Wes set his feet, moving away from the throng of branches he’d begun to subtly disappear into. His chin jutted forward, resolvereplacing his wariness. “Your Highness. Arin. I have served as your guardsman for more than ten years. My life has always been forfeit to yours, and I bear the sacrifice with pride. It is a sacrifice you have always respected. Until now.”
The number of times Arin had been caught off guard tonight could be counted on more than a finger, and Arin didn’t much care for it. “If you wish to lodge a complaint, be clear with it.”

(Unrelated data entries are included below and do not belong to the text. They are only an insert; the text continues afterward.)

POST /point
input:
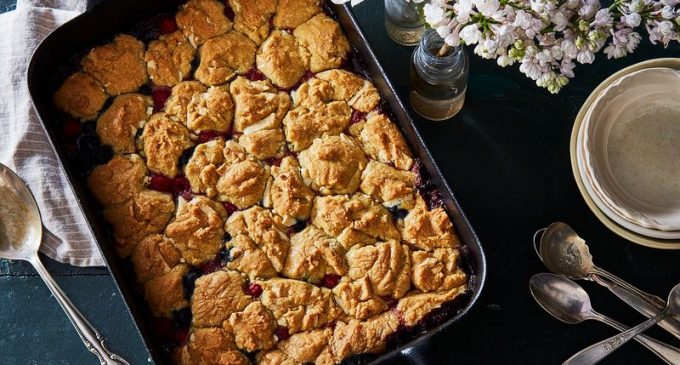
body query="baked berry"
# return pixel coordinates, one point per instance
(231, 208)
(229, 12)
(161, 183)
(282, 333)
(189, 282)
(358, 116)
(211, 266)
(71, 128)
(254, 290)
(181, 318)
(159, 96)
(181, 187)
(398, 213)
(167, 25)
(330, 281)
(299, 226)
(224, 256)
(185, 157)
(255, 75)
(145, 89)
(102, 155)
(207, 136)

The light from Wes’s torch cast long shadows over the brush. If the torch tilted four inches to the right, it would catch on the branches in seconds. Winter had not yet loosened its hold on the gardens, so the blaze would be contained to the areas where the frost had melted. But it would reach his mother. It would lick hungrily at the bottom of her pedestal, confusing stone for skin, until futility smothered the flames. Its glory—its potential—foiled by its own determination to consume the only thing in the garden it could not burn.
Rawain is cruel by nature, but you? You are cruel by choice.
“Sire? Are you listening?”
Arin passed a gloved hand through his hair, sweeping out the Jasad Heir’s voice. He needed to get out of these groves. “Unfortunately.”
“The whole of your evenings are spent in the library. You rise to meet the council at dawn. The shadows under your eyes grow darker each day.”
Arin did not wish to be curt with his guard. Wes was ten years Arin’s senior, and his temper wasn’t as fractious as Vaun’s, nor his heart as easily won as Jeru’s. He wouldn’t be addressing Arin with such gravity were it not a matter Wes considered of the utmost importance.
But Arin was tired, and he needed to reserve his restraint for supper with Rawain. “I imagine you’re hiding your point somewhere in this observation.”
“Jeru thinks you need to talk.”
A humorless smile touched Arin’s lips. So the young guardsmanhad finally won the elder to his side. Arin started walking. “Explain why I should care about Jeru’s opinion on my needs.”